Der Konzern mit neun Akutkrankenhäusern, Medizinischen Versorgungszentren (MVZ), 12 Pflegeheimen und einer ambulanten Rehaeinrichtung hat seine Erlöse in mehreren Bereichen gesteigert. So erwirtschafteten die MVZ im vergangenen Jahr zehn Millionen Euro Erlöse. 2009 waren es noch 8,4 Millionen.

Die Erlöse aus Pflegeleistungen sind von 43,2 auf 45 Millionen Euro gestiegen. Zudem wurden mehr Patienten stationär oder teilstationär behandelt. Das waren im vergangenen Jahr 208.339 Patienten, 2009 noch 200.905.

Allerdings sind auch die Ausgaben des kommunalen Klinikriesen gestiegen. Die Materialkosten kletterten von 173,3 auf 182,2 Millionen Euro. Für Personal wurden 2010 rund 575 Millionen Euro aufgewendet im Vergleich zu 558 Millionen im Jahr 2009.

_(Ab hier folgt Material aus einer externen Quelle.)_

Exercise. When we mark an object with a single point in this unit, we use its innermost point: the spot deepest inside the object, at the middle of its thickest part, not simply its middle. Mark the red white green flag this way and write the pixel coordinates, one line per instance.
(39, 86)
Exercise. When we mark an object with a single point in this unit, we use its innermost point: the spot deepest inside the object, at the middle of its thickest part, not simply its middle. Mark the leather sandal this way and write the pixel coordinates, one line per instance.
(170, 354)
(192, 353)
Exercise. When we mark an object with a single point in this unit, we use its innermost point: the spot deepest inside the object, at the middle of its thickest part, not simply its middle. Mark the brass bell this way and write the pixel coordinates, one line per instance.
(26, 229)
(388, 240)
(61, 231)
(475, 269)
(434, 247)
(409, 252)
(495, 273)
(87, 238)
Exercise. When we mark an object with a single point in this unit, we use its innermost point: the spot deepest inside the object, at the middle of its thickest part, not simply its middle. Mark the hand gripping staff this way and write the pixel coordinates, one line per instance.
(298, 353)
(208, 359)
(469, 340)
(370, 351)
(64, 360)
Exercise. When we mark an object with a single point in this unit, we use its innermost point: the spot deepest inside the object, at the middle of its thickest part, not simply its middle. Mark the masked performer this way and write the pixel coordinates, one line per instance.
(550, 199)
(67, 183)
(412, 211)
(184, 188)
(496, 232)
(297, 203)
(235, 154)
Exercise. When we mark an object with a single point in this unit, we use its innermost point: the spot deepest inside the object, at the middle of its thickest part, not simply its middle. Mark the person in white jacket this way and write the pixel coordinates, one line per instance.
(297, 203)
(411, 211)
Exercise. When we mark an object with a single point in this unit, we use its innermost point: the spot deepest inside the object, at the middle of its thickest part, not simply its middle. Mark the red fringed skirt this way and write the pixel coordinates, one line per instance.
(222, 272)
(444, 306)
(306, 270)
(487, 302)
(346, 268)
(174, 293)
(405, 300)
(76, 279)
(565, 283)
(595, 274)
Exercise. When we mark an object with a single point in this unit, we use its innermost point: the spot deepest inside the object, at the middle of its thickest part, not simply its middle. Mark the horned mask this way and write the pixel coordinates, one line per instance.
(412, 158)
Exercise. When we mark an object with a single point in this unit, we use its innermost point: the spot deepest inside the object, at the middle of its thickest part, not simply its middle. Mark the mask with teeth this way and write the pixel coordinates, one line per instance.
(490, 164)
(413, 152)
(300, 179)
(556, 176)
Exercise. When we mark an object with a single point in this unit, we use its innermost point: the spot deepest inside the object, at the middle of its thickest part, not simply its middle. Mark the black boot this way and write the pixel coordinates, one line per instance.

Vivantes hat nach eigenen Angaben nicht nur Tarifsteigerungen zugestimmt, um als Arbeitgeber attraktiv zu bleiben, sondern auch neue Stellen geschaffen. Der Konzern beschäftigte 2010 insgesamt 13.541 Mitarbeiter auf 10.078 Vollzeitstellen, davon 1731 in Tochterunternehmen. Das waren gut 200 Vollzeitstellen mehr als im Vorjahr. Trotzdem liegen die Personalkosten deutlich unter dem Niveau des Gründungsjahres 2001 von rund 700 Millionen.

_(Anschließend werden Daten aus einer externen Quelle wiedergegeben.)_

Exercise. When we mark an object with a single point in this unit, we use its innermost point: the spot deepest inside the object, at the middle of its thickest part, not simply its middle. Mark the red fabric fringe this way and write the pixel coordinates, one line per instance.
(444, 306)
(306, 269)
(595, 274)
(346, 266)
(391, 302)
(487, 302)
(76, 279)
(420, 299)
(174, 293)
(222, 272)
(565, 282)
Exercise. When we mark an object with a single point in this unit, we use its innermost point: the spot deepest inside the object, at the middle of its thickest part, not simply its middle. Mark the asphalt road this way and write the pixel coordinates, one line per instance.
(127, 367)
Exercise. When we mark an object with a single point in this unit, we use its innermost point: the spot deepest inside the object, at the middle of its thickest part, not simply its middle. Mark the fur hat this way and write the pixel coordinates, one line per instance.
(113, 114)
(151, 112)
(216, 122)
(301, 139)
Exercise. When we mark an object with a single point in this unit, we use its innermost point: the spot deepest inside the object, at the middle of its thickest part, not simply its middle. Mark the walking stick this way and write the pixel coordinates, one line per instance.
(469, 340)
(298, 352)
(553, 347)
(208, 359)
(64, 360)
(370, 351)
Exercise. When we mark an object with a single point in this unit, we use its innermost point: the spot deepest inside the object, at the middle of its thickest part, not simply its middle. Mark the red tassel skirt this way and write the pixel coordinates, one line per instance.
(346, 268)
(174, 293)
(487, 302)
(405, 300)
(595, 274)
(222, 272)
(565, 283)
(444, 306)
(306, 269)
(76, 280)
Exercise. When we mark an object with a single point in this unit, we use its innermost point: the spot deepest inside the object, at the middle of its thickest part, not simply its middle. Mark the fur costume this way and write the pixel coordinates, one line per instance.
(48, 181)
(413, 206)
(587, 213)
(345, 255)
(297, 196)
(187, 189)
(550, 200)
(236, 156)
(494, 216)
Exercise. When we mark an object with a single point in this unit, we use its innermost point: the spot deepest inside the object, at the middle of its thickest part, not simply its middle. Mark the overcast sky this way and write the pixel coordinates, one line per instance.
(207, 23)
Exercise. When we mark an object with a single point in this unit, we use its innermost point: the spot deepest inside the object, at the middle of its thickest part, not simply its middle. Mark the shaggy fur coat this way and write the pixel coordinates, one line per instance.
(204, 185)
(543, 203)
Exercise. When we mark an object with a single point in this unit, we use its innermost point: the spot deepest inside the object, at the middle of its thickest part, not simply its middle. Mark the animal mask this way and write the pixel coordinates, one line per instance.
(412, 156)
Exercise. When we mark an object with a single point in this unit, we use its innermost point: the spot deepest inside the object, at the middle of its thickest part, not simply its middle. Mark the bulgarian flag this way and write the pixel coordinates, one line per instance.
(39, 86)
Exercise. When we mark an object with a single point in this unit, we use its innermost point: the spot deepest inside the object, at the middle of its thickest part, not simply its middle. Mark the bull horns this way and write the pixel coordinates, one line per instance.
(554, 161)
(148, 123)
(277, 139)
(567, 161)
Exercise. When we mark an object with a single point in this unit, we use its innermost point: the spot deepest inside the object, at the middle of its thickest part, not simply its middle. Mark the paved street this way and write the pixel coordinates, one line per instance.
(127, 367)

Vivantes hat 2010 mit insgesamt 57 Millionen Euro, davon 30 Millionen Eigenmittel, jedoch deutlich weniger investiert als 2009, als sich die Investitionskosten auf 93 Millionen Euro beliefen. Das soll aber nicht so bleiben.

"Um die Wettbewerbsfähigkeit des Unternehmens und die öffentliche Gesundheitsversorgung auch für die Zukunft zu sichern, müssen wir künftig mehr investieren, sowohl aus eigenen Mitteln als auch mit Landesmitteln. Hier muss sich das Land zu seiner Verantwortung bekennen", so Vivantes-Geschäftsführer Joachim Bovelet bei der Bilanzpressekonferenz des Unternehmens.

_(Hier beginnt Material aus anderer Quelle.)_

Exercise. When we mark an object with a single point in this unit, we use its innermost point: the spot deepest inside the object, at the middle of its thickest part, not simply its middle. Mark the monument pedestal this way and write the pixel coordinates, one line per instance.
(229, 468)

Strategisch setzt Vivantes unter anderen auf den Ausbau der internationalen Beziehungen. Dazu werden in der Krankenversorgung Komfortstationen geschaffen, die Selbstzahlern aus dem Ausland entgegenkommen sollen. Zudem kooperiert das Unternehmen auf wissenschaftlich-technischem Gebiet mit Partnern in China und Saudi-Arabien.

Ein weiterer Schwerpunkt ist die Altersmedizin. Das Unternehmen will die drei Säulen der kurativen Altersmedizin, der Geriatrie und der Pflege zu einem wohnortnahen Versorgungssystem zusammenführen.

Vivantes sieht sich selbst dabei als Lotse in diesem System, das auch gerontopsychiatrische und demente Patienten berücksichten soll. Etwa ein Drittel aller Patienten in Berlin lässt sich nach Konzernangaben in einer der rund 100 Fachkliniken und Institute von Vivantes versorgen, im Bereich Psychiatrie und Psychotherapie fast die Hälfte.